BUDGETING/FINANCIAL PLANNING 2-7

The General Manager cannot fail to employ financial planning and budgeting. The General Manager may not jeopardize either operations or the fiscal integrity of the organization.

The General Manager will work cooperatively with the finance committee in creating an Annual Budget according to the board calendar.

Accordingly, s/he may not cause or allow budgeting that:

1. Contains too little detail to enable reasonably accurate projection of revenues and expenses, separation of capital and operational items, cash flow, subsequent audit trails, and disclosure of planning assumptions.

2. Does not project income conservatively and does not constrain budgeted expenses within projected income levels.

3. Deviates from board-stated priorities when making allocations among competing budgetary needs.


FINANCIAL CONDITION

With respect to the actual, ongoing condition of the organization’s financial health, the general manager may not cause or allow the development of fiscal jeopardy or a material deviation of actual expenditures from board priorities established in Ends policies.

Accordingly, he or she may not:

1. Operate at a fiscal year-to-date net profit/loss of less than -7% of sales in year 1, breakeven in year 2, 1% in year 3, 1.5% in year 4, and 2% in year 5. To be updated after year 5.

2. Use any long term reserves.

3. Use restricted funds for other than their intended purpose.

4. Fail to settle payroll and debts in a timely manner.

5. Allow tax payments or other government-ordered payments or filings to be overdue or inaccurately filed.


ASSET PROTECTION 2-8

The general manager may not allow assets to be unprotected, inadequately maintained nor unnecessarily risked.

Accordingly, he or she may not:

1. Fail to insure against theft and casualty losses to at least 80 percent replacement value and against liability losses to the organization itself. After three years of operations, he or she may not fail to obtain insurance against liability losses to board members and staff in an amount greater than the average for comparable organizations.

2. Subject plant and equipment to improper wear and tear or insufficient maintenance.

3. Unnecessarily expose the organization, its board or staff to claims of liability.

4. Make any capital expenditure of greater than $15,000 without board deliberation and approval.

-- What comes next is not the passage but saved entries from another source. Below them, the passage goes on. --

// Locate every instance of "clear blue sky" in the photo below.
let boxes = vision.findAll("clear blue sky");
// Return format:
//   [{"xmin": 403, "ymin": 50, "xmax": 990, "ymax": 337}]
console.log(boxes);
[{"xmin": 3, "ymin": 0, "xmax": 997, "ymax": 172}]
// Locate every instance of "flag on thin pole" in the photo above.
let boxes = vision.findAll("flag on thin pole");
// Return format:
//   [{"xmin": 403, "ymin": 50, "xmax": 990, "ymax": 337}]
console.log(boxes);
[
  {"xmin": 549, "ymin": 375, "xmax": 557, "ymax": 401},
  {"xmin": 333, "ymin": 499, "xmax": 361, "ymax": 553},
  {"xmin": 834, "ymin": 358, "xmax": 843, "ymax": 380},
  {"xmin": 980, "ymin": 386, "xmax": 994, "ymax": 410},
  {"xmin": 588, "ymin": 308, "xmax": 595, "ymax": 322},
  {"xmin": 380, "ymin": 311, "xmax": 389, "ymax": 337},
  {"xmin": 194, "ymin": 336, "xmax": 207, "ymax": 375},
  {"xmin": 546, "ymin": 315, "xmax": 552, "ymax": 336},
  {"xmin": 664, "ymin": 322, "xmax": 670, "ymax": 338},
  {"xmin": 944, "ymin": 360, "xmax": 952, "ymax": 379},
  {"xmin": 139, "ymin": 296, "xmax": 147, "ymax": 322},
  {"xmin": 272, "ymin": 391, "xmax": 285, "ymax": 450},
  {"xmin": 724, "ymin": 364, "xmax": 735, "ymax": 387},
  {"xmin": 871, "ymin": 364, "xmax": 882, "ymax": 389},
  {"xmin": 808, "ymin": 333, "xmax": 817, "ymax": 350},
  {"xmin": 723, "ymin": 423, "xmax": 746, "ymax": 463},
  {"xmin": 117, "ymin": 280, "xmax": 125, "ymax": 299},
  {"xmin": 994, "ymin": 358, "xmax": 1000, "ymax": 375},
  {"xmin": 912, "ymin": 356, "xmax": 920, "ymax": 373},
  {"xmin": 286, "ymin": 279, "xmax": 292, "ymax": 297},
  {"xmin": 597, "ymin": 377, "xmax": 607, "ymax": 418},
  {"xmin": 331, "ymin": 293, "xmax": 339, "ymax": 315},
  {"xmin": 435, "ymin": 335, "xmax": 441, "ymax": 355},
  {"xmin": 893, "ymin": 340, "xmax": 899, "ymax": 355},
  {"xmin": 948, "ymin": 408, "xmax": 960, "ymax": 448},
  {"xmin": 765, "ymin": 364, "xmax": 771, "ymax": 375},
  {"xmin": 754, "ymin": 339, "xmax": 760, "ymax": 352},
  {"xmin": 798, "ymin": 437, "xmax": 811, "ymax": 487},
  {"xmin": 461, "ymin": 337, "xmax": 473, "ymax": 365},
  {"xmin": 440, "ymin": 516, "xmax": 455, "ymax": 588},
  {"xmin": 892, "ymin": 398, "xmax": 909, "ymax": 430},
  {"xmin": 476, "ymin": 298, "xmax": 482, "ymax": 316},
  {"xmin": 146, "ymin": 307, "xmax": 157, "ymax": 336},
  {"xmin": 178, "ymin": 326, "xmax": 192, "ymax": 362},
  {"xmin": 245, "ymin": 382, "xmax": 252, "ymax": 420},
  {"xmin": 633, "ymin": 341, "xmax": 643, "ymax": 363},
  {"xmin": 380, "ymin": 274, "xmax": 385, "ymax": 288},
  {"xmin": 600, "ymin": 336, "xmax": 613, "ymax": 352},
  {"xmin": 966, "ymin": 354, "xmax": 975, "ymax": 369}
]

5. Make any purchase (a) wherein normally prudent protection has not been given against conflict of interest; (b) of over $1,500 without having obtained comparative prices and quality; (c) of over $10,000 without a stringent method of assuring the balance of long term cost and quality.

6. Fail to protect intellectual property, information and files from loss or significant damage.

7. Receive process or disburse funds under controls which are insufficient to meet the board-appointed auditor’s standards.

8. Fail to provide for two signatures on checks exceeding $10,000 with one of the check signers being the General Manager and the other a non-bookkeeping employee of their choice.

9. Invest or hold operating capital in insecure instruments, including uninsured checking accounts and bonds of less than AA rating, or in non-interest bearing accounts except where necessary to facilitate ease in operational transactions.

10. Endanger the organization’s public image or credibility, particularly in ways that would hinder its accomplishment of mission.


COMPENSATION AND BENEFITS 2-9

With respect to employment, compensation and benefits to employees, consultant, contract workers and volunteers, the general manager may not cause or allow jeopardy to fiscal integrity or public image.

Accordingly, he or she may not:

1. Change his or her, own compensation or benefits.

2. Promise or imply permanent or guaranteed employment.

3. Establish current compensation and benefits which:
A. Deviate materially from the geographic or professional market for
the skills employed.
B. Create obligations over a longer term than revenues can be safely projected, in no event longer than one year and in all events
subject to losses of revenue.

4. Establish or change retirement benefits so the retirement provisions:
A Cause unfunded liabilities to occur or in any way commit the
Organization to benefits which incur unpredictable future costs.
B Treat the general manager differently from other comparable key employees.
C Are instituted without prior monitoring.